Disclaimer: I own nothing. At all. Nothing. Not even the pebbles on the ground these people walk on. Not mine. Nope.

There is a briefly depressing moment here. I'll explain why I put it there to begin with in later chapters, 'kay?


"Why didn't you tell me, Mr. Wonka?"

Willy looked at Charlie, sighing through his nose after telling him (not in detail, of course!) what had happened the night of the date, and a possible reason for why he had freaked out and accused James of violating him. And the reason why James didn't accept his apology.

The two—Willy and Charlie, that is—were on their way to the glass elevator, and as Charlie had already asked why Willy was still wearing the goggles, Willy simply replied with, "Just 'cuz." The truth was because he was afraid his eyes were still red from crying and the brief sob-attack he had just moments before he entered his own factory. He hadn't cried like that in…he couldn't even remember the last time he cried like that.

"I didn't tell you," said Willy, stepping into the already open elevator and stepping aside to let Charlie in, "because I didn't want to scare you."

"Scare me?" Charlie scoffed. "Why would that scare me?"

Willy paused, shutting the elevator doors with a push of a button. "Well, let's see." He turned to Charlie with mock emotions. "Oh, Charlie, I lost my virginity to James, isn't that exciting? Oh, but I'm not excited, in fact, I feel like one of my own squirrels crawled into my body and died, decomposing slowly and agonizingly in the deepest abyss of my guts."

Charlie stared. That did scare him. To hear Willy Wonka say that was like hearing a priest talk casually about how wonderful Hell is.

"See?" Willy pressed the button that would take them to the Balm Room, already thinking of a new flavor of Balm….

-o-o-o-o-o-o-o-o-o-o-o-

"Why are you writing this?"

James stared at his desk, not looking up at Peter and Michael, who were standing in front of him, Peter reading the paper that James had handed him and keeping it out of Michael's reach. For good reason, since the paper had some pretty gory things written on it….

"Mr. Barrie…what's this?"

James raised his gaze to look at what Peter was pointing at. He immediately snatched the paper out of the boy's hands. "It's nothing," he mumbled, stuffing the red-spotted paper into his desk. "Get to bed, boys, I'll be there in a minute."

Peter stayed a bit after Michael ran off to bed, singing loudly and badly and not to mention unintelligibly. It was quite random, and James hid a chuckle. But he kept his eyes on Peter, who watched him, not showing any emotion on his face whatsoever.

"I might be asleep when you get up there, Mr. Barrie."

When Peter left, James rested his elbows on the desk and rubbed his face with his hands. What was he doing to himself? He had lost himself completely. He was so sure of things before that night. He was so confident.

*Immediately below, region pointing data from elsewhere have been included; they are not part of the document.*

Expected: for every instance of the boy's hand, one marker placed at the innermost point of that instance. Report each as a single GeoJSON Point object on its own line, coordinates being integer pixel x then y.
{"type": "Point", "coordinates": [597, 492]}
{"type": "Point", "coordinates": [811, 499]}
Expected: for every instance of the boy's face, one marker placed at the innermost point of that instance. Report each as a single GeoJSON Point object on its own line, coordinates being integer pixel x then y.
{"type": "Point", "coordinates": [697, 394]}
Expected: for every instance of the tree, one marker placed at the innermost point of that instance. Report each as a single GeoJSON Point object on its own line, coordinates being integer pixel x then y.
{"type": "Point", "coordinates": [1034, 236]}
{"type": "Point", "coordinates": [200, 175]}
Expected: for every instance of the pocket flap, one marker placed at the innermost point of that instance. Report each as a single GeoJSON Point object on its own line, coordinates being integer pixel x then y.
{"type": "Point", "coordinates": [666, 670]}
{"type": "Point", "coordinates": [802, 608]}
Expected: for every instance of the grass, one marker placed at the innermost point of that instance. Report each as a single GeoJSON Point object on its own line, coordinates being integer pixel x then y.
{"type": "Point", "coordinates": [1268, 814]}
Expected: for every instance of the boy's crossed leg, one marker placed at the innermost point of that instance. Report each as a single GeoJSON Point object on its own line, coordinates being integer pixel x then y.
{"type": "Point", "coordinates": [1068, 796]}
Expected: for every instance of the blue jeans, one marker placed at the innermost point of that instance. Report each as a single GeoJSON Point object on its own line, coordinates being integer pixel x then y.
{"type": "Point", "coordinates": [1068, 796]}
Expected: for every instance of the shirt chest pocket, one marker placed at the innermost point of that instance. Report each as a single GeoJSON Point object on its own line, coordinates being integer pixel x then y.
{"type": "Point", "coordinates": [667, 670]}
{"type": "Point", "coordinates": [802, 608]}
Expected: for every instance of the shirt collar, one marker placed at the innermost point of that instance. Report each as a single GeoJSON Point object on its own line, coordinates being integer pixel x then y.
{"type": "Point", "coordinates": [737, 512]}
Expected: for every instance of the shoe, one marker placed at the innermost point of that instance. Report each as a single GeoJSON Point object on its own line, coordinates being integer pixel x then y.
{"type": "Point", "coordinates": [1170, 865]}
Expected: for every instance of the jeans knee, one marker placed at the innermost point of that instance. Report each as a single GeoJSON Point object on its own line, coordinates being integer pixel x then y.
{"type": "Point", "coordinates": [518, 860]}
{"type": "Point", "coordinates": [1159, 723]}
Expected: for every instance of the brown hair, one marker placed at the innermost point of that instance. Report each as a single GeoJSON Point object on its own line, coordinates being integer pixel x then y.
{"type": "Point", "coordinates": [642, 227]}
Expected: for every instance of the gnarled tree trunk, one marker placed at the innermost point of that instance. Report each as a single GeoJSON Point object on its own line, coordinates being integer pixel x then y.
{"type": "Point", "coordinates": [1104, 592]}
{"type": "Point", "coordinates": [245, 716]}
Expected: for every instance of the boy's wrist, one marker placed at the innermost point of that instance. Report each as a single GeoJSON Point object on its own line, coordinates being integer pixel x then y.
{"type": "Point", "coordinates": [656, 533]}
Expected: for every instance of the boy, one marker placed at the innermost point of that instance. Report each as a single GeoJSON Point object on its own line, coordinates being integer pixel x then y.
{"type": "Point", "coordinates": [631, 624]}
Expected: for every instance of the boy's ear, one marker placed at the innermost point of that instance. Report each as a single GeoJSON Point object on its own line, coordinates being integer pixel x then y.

But just like betting, he gambled his entire life on being with Willy, and because Willy lost, so did he.

James peered through his fingers at the desk, and after a few moments' hesitation, he pulled the paper back out again.

I'm stuck here all alone

I have no one who's there

In the darkest times in the shadows

Where comes in the rush of cold air

Searching for the light

Wherever there's dark, it's right here

It's not there anymore

And here I stand, crazed with fear

The deepest desires scorch my soul

The ones I've tried not to appease

The symptoms I've tried to hide

My withdrawal slides in with ease

Sinking into the black void

Shot out of control, my mind protests

I need the light to stop this madness

To put my insanity to rest

The deepest penetration digs in firm

Beneath fires of hell on my skin

Rusting the sturdiest metal

And corrupting the thoughts within

Caged and trapped in solitude

I feel like I cannot let go

Swirling in my mind are the memories

Into which my whole existence flows

It's right there where I need it

Before thelethal kiss

I could not repel I had no control

Crashing right into bliss

You're captured you're inside my soul

It's too late you can't turn back

Get away, I need to stop

The train has fallen off track

My mind is where we found it

The heat of the room burns my mind

You're my want my need my life

You have me in a powerful bind

I can't get enough of you

You're not with me this is true

My heart is you it tears at my nerves

I'm not going to pull through

It has to hurt it did when we stopped

Now it's an addiction of all my fears

Its passionate mind has fallen for you

Got me living on the verge of tears

Right under that—James sighed as he looked at it again—was a blood stain. In his hands—James drew in a deep breath as he looked at it again—was the gleaming, sharp culprit.

James put the razor and poem back into his desk, scratching very lightly at the marks on his arm under his sleeve as he got up to tuck the boys in for the night.


Before you murdelize me, there IS a reason for all that. By the way, I wrote the poem. No, seriously, I did.